According to Adams autobiography, A Cheechako Goes to the Klondike, before he became a steamboater he was a successful Klondike miner, and also participated in the Nome stampede. Returning from Nome, he and his partners (Tom Bruce and George Crummy) bought the Lavelle Young at St. Michael in 1900. None of the partners had steamboating experience, so they hired a captain and crew, with Bruce serving as steward and Adams as purser.
The next summer, Barnette was eager to reach Tanana Crossing (present-day Tanacross) and establish a trading post. Unfortunately, his boat wrecked before clearing St. Michael harbor, so he chartered the Lavelle Young to run his supplies up the Tanana River.

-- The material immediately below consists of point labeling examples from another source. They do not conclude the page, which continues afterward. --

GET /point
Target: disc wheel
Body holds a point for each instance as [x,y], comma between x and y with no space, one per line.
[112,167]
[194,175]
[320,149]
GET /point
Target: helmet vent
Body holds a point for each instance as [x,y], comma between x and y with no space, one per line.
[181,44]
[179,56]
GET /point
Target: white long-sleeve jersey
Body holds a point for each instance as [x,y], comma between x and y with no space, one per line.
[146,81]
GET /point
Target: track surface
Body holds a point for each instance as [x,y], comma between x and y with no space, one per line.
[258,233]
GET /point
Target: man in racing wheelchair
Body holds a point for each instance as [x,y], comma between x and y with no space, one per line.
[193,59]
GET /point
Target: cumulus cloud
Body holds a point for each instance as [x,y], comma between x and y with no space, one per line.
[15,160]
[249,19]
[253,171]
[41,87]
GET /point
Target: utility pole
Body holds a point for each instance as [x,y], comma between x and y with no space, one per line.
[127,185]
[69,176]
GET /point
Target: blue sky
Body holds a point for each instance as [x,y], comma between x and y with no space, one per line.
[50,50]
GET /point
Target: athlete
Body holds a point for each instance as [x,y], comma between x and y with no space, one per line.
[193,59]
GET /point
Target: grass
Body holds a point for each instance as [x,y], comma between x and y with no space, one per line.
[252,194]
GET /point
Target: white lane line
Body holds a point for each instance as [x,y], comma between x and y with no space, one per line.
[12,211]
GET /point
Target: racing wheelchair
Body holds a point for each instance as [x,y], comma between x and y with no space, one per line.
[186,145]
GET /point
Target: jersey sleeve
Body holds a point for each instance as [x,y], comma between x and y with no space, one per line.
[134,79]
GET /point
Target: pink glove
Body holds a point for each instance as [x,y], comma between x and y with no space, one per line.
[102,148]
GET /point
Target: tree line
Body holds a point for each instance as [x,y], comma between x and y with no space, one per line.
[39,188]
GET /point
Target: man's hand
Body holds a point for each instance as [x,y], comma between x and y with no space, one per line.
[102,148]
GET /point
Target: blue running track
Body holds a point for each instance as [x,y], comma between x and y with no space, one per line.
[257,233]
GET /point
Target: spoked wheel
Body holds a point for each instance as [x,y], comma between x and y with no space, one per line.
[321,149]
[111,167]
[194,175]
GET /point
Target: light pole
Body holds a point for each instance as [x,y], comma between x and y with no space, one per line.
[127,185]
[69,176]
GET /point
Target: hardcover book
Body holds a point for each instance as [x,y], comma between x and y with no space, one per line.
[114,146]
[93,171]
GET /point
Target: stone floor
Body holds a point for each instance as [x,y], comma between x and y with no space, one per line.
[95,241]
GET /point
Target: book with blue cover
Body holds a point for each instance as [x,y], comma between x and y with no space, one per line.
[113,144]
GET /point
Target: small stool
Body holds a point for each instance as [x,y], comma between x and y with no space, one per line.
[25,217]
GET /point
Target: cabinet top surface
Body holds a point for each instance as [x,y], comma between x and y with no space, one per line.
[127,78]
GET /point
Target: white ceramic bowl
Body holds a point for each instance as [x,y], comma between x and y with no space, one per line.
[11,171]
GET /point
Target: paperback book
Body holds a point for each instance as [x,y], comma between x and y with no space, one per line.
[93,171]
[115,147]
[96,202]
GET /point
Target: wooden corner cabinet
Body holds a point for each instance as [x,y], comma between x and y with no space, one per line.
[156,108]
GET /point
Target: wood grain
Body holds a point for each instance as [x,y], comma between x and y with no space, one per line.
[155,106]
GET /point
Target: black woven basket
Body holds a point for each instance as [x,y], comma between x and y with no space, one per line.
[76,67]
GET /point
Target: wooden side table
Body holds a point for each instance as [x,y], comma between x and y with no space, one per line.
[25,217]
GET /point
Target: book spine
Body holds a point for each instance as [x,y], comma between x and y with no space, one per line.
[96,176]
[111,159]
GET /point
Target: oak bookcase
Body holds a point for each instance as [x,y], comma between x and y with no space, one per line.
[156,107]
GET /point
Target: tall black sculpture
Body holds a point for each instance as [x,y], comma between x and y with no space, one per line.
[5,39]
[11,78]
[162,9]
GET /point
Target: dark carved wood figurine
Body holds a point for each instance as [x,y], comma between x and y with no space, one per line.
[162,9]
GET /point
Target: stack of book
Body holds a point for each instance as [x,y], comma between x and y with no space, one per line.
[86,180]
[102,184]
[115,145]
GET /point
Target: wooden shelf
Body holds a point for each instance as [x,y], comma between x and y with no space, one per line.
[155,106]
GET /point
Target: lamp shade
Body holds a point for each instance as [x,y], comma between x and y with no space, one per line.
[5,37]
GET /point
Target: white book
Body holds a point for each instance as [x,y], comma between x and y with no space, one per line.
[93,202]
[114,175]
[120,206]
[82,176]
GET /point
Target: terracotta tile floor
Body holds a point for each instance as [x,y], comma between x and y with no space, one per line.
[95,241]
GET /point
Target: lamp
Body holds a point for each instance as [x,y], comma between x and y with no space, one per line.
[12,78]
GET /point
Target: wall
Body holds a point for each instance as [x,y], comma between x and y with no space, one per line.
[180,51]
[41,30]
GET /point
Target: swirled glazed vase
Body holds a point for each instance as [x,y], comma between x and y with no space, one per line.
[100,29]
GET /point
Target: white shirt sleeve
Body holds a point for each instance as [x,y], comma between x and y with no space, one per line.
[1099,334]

Adams checked with more experienced river men who felt it unlikely the Lavelle Young could get beyond Chena Slough. After negotiating with Barnette, Adams wisely inserted a provision in their contract stating that if the boat got beyond the mouth of the Chena but couldn’t go further, Barnette and party would get off wherever that spot was.

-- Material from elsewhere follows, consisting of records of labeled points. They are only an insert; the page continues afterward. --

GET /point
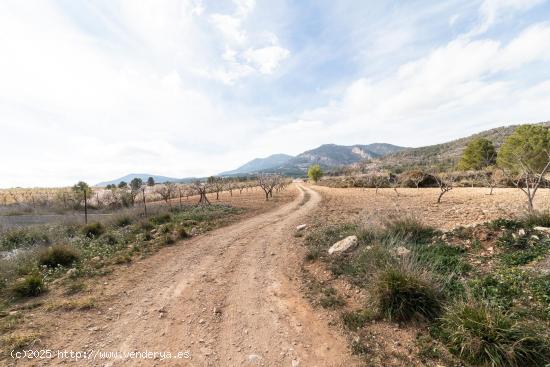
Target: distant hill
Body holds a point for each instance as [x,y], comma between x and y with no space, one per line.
[327,155]
[446,154]
[143,176]
[332,155]
[260,164]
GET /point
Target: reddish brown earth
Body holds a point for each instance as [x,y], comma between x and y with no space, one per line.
[230,298]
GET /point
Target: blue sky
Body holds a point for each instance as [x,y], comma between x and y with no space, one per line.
[97,89]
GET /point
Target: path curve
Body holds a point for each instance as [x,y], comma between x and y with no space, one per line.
[230,297]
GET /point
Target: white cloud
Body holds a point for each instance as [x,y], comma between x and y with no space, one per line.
[245,54]
[493,11]
[266,59]
[455,88]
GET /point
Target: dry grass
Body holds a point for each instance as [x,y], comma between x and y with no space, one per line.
[459,207]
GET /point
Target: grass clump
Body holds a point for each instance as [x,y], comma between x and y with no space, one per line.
[331,299]
[504,223]
[355,320]
[23,237]
[161,219]
[404,294]
[537,218]
[123,221]
[58,255]
[18,341]
[93,230]
[484,335]
[408,228]
[30,286]
[182,233]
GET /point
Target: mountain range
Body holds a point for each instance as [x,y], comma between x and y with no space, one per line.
[144,177]
[332,156]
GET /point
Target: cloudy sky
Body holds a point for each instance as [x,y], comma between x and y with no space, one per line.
[93,90]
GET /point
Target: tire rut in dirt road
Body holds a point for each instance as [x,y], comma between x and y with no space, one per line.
[230,298]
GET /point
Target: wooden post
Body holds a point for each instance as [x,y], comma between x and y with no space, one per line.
[144,203]
[85,208]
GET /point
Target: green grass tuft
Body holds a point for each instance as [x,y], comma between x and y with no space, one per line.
[30,286]
[58,255]
[93,230]
[484,335]
[404,294]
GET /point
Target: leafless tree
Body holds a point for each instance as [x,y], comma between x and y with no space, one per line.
[417,177]
[267,182]
[200,189]
[528,180]
[393,181]
[166,191]
[445,183]
[217,184]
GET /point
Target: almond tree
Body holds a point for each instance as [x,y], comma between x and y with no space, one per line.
[393,181]
[217,184]
[445,183]
[417,177]
[201,188]
[267,182]
[166,191]
[525,158]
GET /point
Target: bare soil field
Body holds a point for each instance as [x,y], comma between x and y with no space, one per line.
[252,200]
[459,207]
[242,294]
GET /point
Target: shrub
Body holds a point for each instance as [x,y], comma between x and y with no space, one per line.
[56,255]
[123,221]
[93,230]
[441,258]
[331,299]
[30,286]
[169,240]
[23,237]
[501,288]
[404,294]
[505,224]
[146,225]
[182,233]
[161,218]
[484,335]
[110,239]
[408,228]
[537,218]
[357,319]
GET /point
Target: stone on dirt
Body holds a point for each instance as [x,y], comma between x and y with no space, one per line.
[402,251]
[542,229]
[344,245]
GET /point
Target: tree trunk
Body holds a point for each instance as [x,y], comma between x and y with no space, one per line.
[85,208]
[144,203]
[440,196]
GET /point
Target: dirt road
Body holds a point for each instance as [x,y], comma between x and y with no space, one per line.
[229,298]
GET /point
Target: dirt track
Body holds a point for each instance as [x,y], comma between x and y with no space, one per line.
[230,298]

Sure enough, the Lavelle Young didn’t get past Bates Rapids on the Tanana River (just above the Chena). Barnette convinced Adams to try and bypass the rapids via Chena Slough but sandbars prevented them from getting very far. The boat lacked a capstan winch and Adams was hesitant to go back down the Chena with a fully loaded boat and risk getting hard stuck. So, an unhappy Barnette, his crying wife, business associates, and all their trade goods were unloaded on a bank of the Chena. Thus was Fairbanks born. The drawing shows the Lavelle Young in front of Barnette’s Cache in 1904.
Adams eventually earned his captain’s papers and enjoyed a long career before retiring in 1942, but the Lavelle Young had a relatively short steamboat life. Built in 1898, she was 140-feet long and could carry about 500 tons, and was actually designed for clearing snags on the Columbia River. (She was named for the granddaughter of a prominent Oregon businessman.)

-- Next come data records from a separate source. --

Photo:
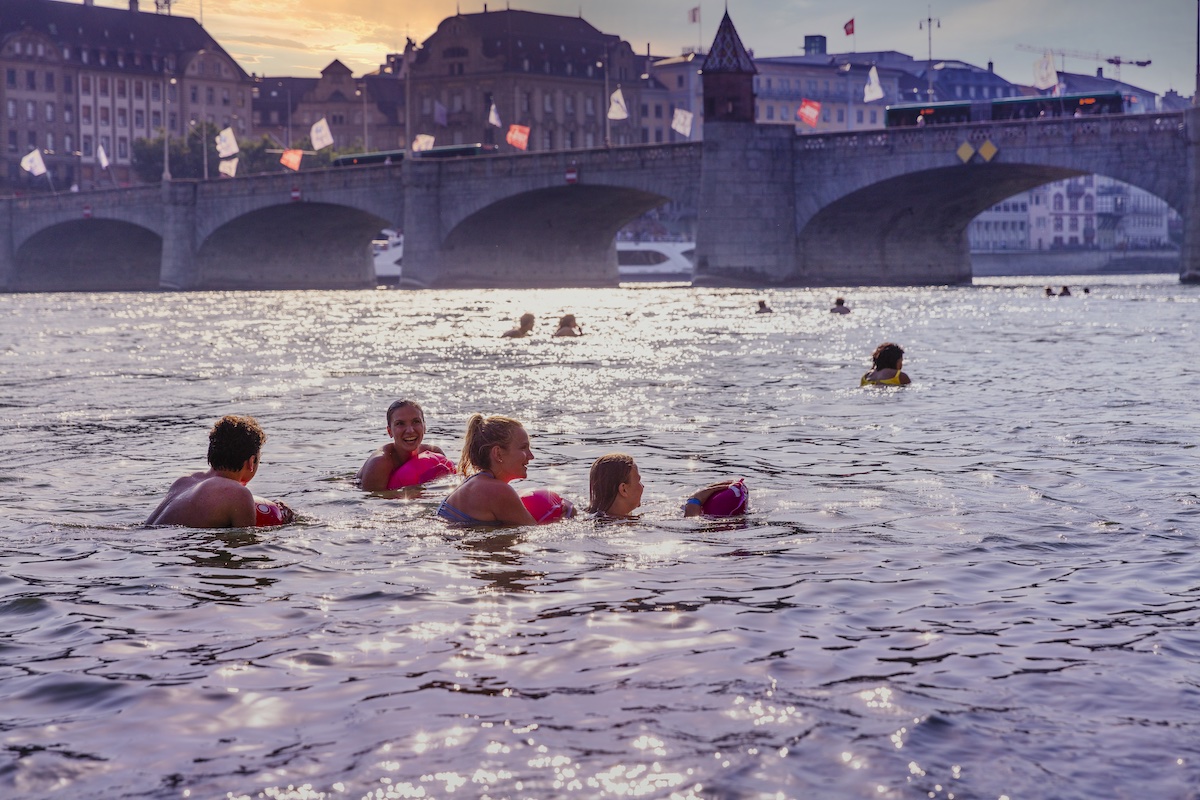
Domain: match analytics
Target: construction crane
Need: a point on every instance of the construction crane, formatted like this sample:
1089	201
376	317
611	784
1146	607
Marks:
1115	60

Northern Navigation Co. bought her from Adams and partners in 1903 and moved the boat to the Kuskokwim River in 1910. She operated there a couple of years, but was considered too large and expensive to operate and was mothballed. The White Pass acquired all of Northern Navigation’s fleet in 1914 and sold the Lavelle Young in 1920 to Alaska Rivers Navigation Co. which converted her into a cold-storage barge.
She was later abandoned and sank around 1930. The Alaska Heritage Records Survey indicates the remains of her wheelhouse were found near McGrath in the 1970s. What was left of the wheelhouse was returned to Fairbanks and reconstructed by the Fairbanks Historical Preservation Foundation. It is now on display at Pioneer Park.